Selon lui, Québec solidaire est aux portes du pouvoir, prêt à former le prochain gouvernement. Et quand QS prendra le pouvoir, à court ou à moyen terme, il sera prêt à occuper le siège de premier ministre du Québec.

Si ce scénario se présente, « c’est sûr que je ne reculerai pas », assure le jeune député avec aplomb, au cours d’une longue entrevue avec La Presse canadienne visant à faire le point sur ses débuts remarqués en politique active.

Mais il faudra d’abord qu’il soit désigné par sa base comme porte-parole aux débats des chefs de la prochaine campagne électorale et candidat premier ministre, comme l’était sa prédécesseure dans Gouin, Françoise David. Les statuts de Québec solidaire font en sorte que le parti n’a pas de chef, mais plutôt deux porte-parole, un homme et une femme, lui-même et Manon Massé. Les membres devront donc choisir entre les deux, à l’automne. 

Dorénavant, Québec solidaire se présente devant les gens en disant : Nous sommes prêts à former le prochain gouvernement

Il ne se fera pas prier pour être candidat premier ministre. « Si les membres me le demandent, c’est sûr que je vais y aller », dit M. Nadeau-Dubois, qui n’entend reculer devant aucun défi.

« J’ai envie d’être ici un bon moment », dit-il à propos de sa présence à l’Assemblée nationale, où il semble à l’aise comme un poisson dans l’eau, même s’il n’a que deux semaines d’expérience parlementaire derrière la cravate.

« J’adore ça [la vie de parlementaire] », commente-t-il, parce qu’elle est synonyme d’action. Depuis qu’il a été assermenté, il n’a pas chômé, multipliant les points de presse, posant des questions directement au premier ministre en Chambre, et potassant déjà ses dossiers en commission parlementaire.

Même si Québec solidaire demeure un parti marginal sur l’échiquier politique, avec trois députés et seulement 7,6 % d’appuis aux dernières élections générales, M. Nadeau-Dubois estime qu’il faut désormais inscrire Québec solidaire dans les ligues majeures, « une force politique de premier plan ».

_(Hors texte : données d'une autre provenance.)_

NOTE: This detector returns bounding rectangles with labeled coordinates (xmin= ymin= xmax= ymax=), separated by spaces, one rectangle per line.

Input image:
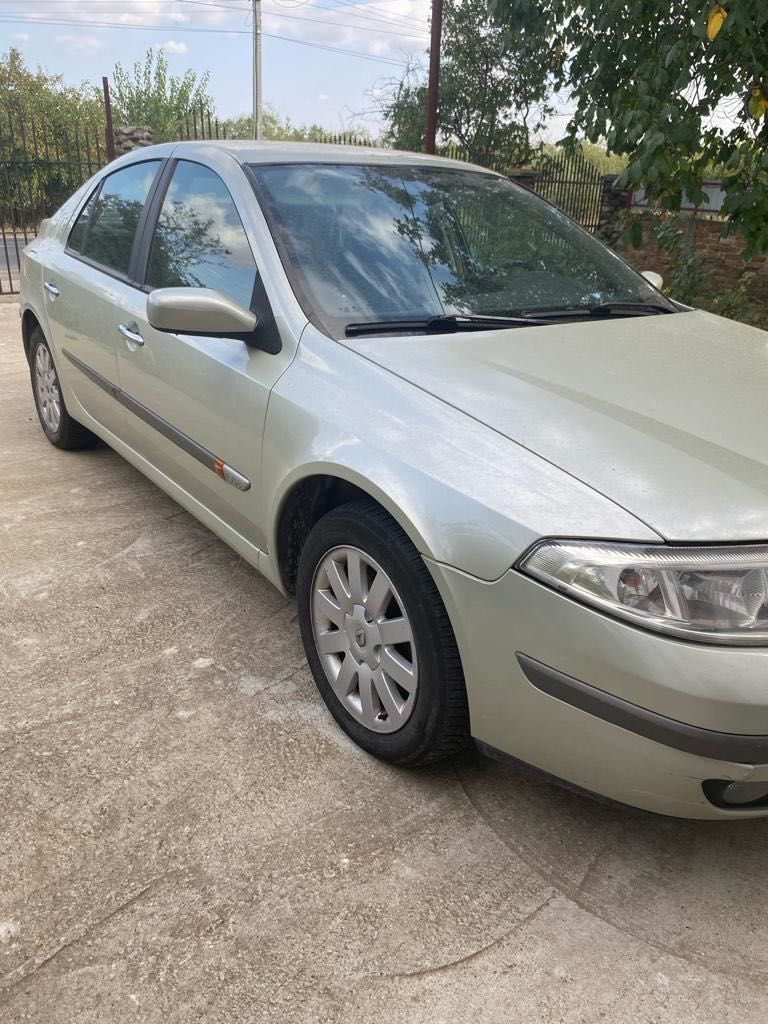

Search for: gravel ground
xmin=0 ymin=304 xmax=768 ymax=1024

« L’étape qui commence pour nous maintenant, c’est la marche vers le gouvernement », dit-il, fuyant toute fausse modestie.

QS va ratisser large dès octobre 2018, prédit le député, et gruger des votes à toutes les formations politiques, pas seulement au Parti québécois. Des libéraux et caquistes seraient prêts à voter QS, selon lui.

« Dorénavant, Québec solidaire se présente devant les gens en disant : Nous sommes prêts à former le prochain gouvernement », affirme le député, qui entame sa carrière politique sans complexe.

Personnage controversé

Malgré son manque d’expérience, il n’est pas exactement du genre à rester dans l’ombre. « Mon intention, c’est de déranger », confie le député de 27 ans. « Je ne suis pas venu en politique pour me tenir tranquille dans mon coin. »

L’ex-leader étudiant du printemps érable sait parfaitement que les opinions sont très tranchées à son sujet. Certains l’adulent, d’autres le qualifient d’arrogant. Mais il s’en fout. « Il y a des gens qui vont me détester, mais ça ne me dérange pas », laisse tomber celui qui ne veut pas se laisser distraire par ce genre de considérations.

En politique, ce qui l’anime, ce qui le motive vraiment, c’est « changer le système dans lequel on vit », c’est « transformer le système politique et économique », dit l’homme de gauche, qui veut « prendre le pouvoir pour changer les choses » en profondeur au Québec.

La conjoncture est parfaite, selon lui. L’exemple de plusieurs pays, dont la France, où le mouvement En marche ! lancé par Emmanuel Macron il y un an a été couronné de succès, représente une source d’inspiration et confirme sa vision des choses.

« Partout à travers le monde, il y a un vent de changement qui souffle très, très fort », note-t-il, décelant dans plusieurs démocraties une « fatigue » envers les partis traditionnels.

Sur cette lancée, il n’a aucunement l’intention d’édulcorer le programme du parti ou de le recentrer pour gagner des votes. Ce programme, il y souscrit totalement, sans réserve. Pas question, donc, d’arrondir les angles.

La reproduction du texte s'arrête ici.